Ensemble's Artistic Associate Rachel Hemphill Dickson is leading the Ensemble Theatre effort the concludes at Emancipation Park. The description of Little Amal's trip there is: "She encounters sound (Artists with Koumankele) that she does not understand. Those (artists with US Dream Academy) pushed from their homes try to support her as they all encounter obstacles (artists from The Ensemble Theatre) that try to block their path.
"The ancestors (artists from Carver High School) arrive to remove the obstacles. Amal and the children will follow the North Stars (community members) toward safety. The community will LIGHT HER WAY at the entrance of Emancipation Park to a communal celebration of resilience (dancers with Urban Souls). Those attending can stand anywhere along the route and FOLLOW Amal once she passes you or stand near the park entrance where you will LIGHT HER WAY!"
Weinbrenner said all three Houston groups were working with certain parameters set by the traveling production. "For instance, Amal can't go up stairs. She needs a route that is this length. Then it's up to each of the producing partners to come up with what their own celebration looks like," Weinbrenner said .
With its route "smack dab in the middle of downtown," Weinbrenner there were some special challenges for the Alley, Weinbrenner said. "We're on city streets. The city of Houston has been so flexible with us and has agreed to help us with this rolling street closure. The police will be there making sure everybody's safe an for about an hour we'll take over the Arts District in downtown Houston."

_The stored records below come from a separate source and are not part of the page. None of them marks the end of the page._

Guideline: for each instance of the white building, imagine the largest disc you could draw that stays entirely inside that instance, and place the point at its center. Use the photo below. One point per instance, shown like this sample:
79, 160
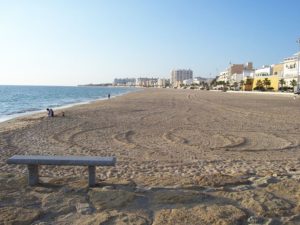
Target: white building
290, 68
162, 82
265, 71
178, 76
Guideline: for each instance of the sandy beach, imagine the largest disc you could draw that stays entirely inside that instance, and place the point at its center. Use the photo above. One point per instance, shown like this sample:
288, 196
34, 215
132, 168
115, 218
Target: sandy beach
183, 157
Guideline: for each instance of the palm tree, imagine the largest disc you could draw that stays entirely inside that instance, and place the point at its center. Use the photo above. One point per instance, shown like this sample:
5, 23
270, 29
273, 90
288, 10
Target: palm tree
242, 82
259, 85
281, 82
293, 83
235, 85
266, 83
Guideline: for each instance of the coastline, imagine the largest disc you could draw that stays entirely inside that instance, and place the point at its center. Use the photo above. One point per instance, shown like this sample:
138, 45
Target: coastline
59, 109
182, 157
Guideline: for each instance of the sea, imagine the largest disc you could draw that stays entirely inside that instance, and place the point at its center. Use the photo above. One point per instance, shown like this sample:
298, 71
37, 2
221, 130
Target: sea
18, 101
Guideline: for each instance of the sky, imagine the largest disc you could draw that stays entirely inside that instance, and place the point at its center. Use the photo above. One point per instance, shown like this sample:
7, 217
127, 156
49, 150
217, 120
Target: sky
54, 42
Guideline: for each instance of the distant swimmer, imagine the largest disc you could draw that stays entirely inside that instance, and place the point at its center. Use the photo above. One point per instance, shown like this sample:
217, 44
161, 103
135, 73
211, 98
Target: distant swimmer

Strategic planning included figuring out where the giant puppet would be assembled, where would she be disassembled, he said. "I reached out to the Orange Show to get contacts with the Art Bike Brigade. Then we contacted a local mariachi group to perform. We commissioned Afsaneh Aayani to create the bat puppets for us. And then we ordered the fabric."
And, he added, "For us, what we're really trying to promote is the whole sense of community that Houston is so famous for. And trying to welcome her as a stranger in a new place as often refugees are that the community that welcomes her in Houston is nothing to fear but something to celebrate. We're celebrating through music, through art, through a crowd coming together to lift up Amal."